Let's see how to implement alpha-beta pruning in C#. In last week's lecture notes, we considered a simple counting game called 21. To make it slightly more interesting, let's consider a game that we will call 22 with slightly different rules. Just as before, a counter initially has value 0. Players A and B alternate turns, starting with A. On each player's turn, they may add 1, 2, or 3 to the counter.

In this game, if any player reaches 20, the game is a draw. If a player reaches 21, they win. If they reach 22, they have a double win, which is worth two victories.

With optimal play, who will win – A or B? And will they earn a single or double win? Or will the outcome be a draw?

An implementation of the game is below, including alpha-beta pruning. Study it to understand how it works. Notice that alpha-beta pruning involves only a modest change to the code, with extra parameters 'alpha' and 'beta' to the minimax() function.

One final note. What values should we give α and β initially? We might set α = -∞, β = +∞, indicating that we are interested in any minimax values at all. However usually we can do better than that. Suppose that (as in most games) we know that the possible range of outcomes has a lower and upper bound. In particular, in this game the lowest possible outcome is -2, and the highest is +2. Then we should set α and β to those values, respectively. As you can see, the Main() method below initializes α and β to these values.

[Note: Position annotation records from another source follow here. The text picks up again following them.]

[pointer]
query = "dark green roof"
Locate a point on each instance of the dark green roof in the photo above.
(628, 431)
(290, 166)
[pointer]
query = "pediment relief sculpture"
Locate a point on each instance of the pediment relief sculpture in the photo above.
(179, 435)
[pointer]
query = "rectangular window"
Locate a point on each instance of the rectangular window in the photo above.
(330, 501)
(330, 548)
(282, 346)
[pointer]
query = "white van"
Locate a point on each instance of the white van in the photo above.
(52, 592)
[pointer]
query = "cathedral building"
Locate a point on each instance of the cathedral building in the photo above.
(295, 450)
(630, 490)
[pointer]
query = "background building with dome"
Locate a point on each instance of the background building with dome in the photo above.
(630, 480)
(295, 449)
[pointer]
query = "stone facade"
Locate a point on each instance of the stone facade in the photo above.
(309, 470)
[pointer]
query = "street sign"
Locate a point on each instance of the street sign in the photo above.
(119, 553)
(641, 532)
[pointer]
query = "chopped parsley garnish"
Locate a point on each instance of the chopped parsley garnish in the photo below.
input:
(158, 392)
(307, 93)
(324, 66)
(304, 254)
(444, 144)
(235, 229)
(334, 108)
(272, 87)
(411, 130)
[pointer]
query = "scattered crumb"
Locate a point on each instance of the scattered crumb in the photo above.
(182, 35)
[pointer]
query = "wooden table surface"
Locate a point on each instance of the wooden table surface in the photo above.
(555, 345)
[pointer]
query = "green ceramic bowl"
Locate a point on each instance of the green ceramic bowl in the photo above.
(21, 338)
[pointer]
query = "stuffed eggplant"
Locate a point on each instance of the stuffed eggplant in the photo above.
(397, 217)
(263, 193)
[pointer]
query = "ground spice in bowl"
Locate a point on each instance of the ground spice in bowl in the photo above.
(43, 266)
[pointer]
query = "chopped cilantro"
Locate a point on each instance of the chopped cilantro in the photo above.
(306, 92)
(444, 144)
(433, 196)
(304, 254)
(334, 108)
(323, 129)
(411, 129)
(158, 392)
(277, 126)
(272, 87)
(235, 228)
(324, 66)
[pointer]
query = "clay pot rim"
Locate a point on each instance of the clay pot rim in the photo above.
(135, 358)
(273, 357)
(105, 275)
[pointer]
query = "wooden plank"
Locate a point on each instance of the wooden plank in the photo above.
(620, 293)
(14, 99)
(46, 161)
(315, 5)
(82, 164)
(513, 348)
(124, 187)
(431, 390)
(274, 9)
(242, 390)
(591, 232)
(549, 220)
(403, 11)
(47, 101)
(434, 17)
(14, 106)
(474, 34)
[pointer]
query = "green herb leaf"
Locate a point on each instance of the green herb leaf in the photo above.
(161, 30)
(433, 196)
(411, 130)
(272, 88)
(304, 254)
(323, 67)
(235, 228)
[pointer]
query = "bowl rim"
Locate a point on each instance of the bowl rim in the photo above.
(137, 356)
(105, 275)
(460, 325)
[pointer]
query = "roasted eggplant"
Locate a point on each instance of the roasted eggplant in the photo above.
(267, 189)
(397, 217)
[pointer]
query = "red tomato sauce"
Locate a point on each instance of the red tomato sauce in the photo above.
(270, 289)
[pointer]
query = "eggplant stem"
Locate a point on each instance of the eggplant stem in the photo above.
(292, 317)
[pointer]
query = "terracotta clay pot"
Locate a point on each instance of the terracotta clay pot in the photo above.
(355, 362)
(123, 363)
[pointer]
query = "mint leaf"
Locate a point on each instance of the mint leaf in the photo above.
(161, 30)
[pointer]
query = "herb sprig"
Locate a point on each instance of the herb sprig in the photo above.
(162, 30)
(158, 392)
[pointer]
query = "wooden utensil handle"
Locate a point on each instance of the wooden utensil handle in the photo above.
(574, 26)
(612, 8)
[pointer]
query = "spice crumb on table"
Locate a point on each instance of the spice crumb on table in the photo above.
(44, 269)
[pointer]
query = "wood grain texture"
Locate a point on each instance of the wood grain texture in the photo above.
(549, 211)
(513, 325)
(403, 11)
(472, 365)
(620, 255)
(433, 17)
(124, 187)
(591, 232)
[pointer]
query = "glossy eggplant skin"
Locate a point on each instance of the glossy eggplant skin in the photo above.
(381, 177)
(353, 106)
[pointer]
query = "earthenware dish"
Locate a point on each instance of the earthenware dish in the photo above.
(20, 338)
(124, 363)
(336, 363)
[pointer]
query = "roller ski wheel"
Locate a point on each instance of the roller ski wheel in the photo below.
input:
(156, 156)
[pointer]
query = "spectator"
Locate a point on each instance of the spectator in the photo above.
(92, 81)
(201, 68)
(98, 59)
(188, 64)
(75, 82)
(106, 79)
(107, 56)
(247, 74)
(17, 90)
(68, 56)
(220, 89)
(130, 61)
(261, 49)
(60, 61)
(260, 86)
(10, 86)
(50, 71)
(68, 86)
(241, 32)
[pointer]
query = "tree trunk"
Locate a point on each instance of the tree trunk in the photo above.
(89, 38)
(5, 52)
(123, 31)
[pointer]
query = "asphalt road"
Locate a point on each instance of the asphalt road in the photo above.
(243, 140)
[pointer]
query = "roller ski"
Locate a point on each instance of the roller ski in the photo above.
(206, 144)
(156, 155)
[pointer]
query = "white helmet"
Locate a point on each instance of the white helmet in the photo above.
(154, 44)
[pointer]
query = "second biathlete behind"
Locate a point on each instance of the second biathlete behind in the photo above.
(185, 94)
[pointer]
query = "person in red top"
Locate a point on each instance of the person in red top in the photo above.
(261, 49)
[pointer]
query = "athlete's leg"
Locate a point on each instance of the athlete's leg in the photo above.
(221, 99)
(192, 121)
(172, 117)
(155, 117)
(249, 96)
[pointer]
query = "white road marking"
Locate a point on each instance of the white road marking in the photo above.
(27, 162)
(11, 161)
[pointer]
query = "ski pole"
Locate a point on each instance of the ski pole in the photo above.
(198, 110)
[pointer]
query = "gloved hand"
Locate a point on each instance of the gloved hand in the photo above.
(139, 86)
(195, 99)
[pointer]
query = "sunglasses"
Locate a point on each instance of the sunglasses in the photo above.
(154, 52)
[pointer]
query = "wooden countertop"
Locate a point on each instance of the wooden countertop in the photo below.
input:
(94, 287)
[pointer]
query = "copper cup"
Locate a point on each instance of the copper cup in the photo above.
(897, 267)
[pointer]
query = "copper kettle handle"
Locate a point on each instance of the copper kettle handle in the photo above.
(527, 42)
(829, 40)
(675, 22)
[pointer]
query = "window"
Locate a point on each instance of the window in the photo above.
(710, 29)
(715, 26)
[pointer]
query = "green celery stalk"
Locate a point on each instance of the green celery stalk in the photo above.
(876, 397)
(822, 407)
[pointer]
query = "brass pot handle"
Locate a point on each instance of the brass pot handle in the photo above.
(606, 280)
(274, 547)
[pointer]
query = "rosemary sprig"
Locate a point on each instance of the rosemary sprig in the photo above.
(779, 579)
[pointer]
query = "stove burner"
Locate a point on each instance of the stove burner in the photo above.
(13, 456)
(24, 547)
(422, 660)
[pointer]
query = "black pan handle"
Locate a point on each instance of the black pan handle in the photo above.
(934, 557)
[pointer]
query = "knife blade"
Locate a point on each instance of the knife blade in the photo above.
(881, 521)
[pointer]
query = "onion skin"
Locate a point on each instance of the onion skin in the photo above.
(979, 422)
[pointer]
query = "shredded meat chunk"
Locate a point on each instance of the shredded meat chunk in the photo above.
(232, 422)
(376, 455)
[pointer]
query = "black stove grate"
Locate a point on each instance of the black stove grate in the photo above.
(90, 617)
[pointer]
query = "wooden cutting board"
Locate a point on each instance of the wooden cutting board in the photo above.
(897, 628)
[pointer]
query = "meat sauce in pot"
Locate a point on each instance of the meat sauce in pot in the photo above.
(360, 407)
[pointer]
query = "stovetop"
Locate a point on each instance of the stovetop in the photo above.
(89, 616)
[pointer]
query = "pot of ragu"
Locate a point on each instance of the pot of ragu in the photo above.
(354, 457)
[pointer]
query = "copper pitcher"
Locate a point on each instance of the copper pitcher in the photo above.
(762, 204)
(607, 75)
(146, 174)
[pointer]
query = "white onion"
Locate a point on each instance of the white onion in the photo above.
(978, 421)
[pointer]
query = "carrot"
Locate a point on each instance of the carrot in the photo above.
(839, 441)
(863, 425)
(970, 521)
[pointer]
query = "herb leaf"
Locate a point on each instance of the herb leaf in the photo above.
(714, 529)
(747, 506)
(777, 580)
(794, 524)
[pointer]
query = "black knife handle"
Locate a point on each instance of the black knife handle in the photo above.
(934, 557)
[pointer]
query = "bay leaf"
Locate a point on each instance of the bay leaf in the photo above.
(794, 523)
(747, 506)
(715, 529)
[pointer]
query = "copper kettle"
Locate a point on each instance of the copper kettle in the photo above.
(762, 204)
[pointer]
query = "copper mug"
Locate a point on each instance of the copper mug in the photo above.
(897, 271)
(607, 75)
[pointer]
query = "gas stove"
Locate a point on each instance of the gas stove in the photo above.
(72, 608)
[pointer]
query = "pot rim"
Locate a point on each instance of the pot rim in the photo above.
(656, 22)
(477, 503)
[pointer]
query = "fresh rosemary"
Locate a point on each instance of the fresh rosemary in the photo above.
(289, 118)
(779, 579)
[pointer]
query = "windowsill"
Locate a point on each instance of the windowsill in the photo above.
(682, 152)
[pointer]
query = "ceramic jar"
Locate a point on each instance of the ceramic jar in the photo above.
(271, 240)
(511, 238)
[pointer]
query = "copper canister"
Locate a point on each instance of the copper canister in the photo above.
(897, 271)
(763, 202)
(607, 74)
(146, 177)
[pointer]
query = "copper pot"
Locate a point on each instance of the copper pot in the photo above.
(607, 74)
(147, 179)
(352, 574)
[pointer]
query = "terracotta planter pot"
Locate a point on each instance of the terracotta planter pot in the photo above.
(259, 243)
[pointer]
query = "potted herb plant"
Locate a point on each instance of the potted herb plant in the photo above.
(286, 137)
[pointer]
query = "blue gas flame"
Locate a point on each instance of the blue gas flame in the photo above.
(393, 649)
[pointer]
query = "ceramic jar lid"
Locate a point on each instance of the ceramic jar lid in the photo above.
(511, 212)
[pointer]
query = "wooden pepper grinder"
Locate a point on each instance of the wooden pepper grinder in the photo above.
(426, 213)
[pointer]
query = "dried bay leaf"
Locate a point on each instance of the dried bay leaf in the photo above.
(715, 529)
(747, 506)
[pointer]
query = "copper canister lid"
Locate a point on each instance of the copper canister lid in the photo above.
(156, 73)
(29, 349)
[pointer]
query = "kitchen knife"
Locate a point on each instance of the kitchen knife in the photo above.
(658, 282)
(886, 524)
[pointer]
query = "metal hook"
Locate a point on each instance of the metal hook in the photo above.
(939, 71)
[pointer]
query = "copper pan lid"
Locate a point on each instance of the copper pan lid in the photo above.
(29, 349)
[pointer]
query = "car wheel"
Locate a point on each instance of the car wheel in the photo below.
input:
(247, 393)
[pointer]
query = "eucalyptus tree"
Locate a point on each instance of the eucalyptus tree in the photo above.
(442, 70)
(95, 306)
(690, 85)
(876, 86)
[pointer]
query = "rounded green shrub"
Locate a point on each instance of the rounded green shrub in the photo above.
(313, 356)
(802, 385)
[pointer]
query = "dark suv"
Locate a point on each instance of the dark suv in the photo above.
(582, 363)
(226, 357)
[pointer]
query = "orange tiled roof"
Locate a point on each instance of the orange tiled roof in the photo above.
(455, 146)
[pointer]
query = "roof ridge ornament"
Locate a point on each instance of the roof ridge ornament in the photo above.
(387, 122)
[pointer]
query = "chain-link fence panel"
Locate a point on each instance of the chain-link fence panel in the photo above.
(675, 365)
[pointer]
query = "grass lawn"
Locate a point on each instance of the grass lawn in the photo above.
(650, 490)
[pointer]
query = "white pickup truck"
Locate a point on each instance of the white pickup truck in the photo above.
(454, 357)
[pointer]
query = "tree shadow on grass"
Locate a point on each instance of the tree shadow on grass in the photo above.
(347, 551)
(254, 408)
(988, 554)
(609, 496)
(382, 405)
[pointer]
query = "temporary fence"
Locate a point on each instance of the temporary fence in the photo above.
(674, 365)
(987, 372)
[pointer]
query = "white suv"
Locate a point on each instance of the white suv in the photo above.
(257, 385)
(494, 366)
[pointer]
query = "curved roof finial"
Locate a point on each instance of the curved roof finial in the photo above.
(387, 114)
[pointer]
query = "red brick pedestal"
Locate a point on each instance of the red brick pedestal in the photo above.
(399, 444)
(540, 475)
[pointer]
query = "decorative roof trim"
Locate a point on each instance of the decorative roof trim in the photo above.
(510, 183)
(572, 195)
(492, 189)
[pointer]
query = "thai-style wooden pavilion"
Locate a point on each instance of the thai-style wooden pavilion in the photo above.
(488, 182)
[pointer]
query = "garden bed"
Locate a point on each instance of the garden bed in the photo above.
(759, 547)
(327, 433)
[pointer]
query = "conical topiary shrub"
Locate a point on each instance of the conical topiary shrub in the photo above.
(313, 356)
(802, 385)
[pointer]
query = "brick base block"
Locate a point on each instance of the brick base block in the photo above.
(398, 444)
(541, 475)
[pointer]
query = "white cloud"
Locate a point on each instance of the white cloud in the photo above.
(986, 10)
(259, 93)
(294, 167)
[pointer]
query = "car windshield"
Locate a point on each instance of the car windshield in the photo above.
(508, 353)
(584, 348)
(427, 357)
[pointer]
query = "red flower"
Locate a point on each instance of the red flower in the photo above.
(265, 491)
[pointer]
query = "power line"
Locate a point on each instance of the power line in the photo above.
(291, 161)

Why does this matter? Recall that alpha-beta pruning will prune the search as soon as it finds that a minimax value will be at most α or at least β. So by setting α and β to these values, we get extreme value pruning for free: the search cuts off whenever it finds a game-winning move.

using static System.Console;
using static System.Math;

class Game {
    int counter = 0;
    public int turn = 1;    // whose turn it is to play (1 or 2)
    
    public bool done;       // true if game is over
    
    // game outcome: 0 = draw; +1, +2 = player 1 victory; -1, -2 = player 2 victory
    public int outcome;
    
    public Game() { }
    
    public Game clone() {
        Game g = new Game();
        g.counter = counter; g.turn = turn; g.done = done; g.outcome = outcome;
        return g;
    }
    
    public void move(int i) {
        counter += i;

        if (counter >= 20) {
            done = true;
            outcome = (counter - 20) * (turn == 1 ? 1 : -1);
        }
        
        turn = 3 - turn;    // it is now the other player's turn
    }
}


class TwentyTwo {
    // Compute the minimax value at the given game state.
    static int minimax(Game game, int alpha, int beta, out int bestMove) {
        bestMove = 0;
        
        if (game.done)     // game is done
            return game.outcome;

        int bestVal = game.turn == 1 ? int.MinValue : int.MaxValue;
        
        for (int i = 1 ; i <= 3 ; ++i) {
            Game g1 = game.clone();
            g1.move(i);
            int v = minimax(g1, alpha, beta, out int dummy);
            
            if (game.turn == 1 ? v > bestVal : v < bestVal) {  // we have a new best move
                bestVal = v;
                bestMove = i;
                if (game.turn == 1) {
                    if (v >= beta)
                        return v;
                    alpha = Max(alpha, v);
                } else {
                    if (v <= alpha)
                        return v;
                    beta = Min(beta, v);                    
                }
            }
        }
        
        return bestVal;
    }
    
    static void Main() {
        Game g = new Game();
        WriteLine(minimax(g, -2, 2, out int bestMove));
    }
}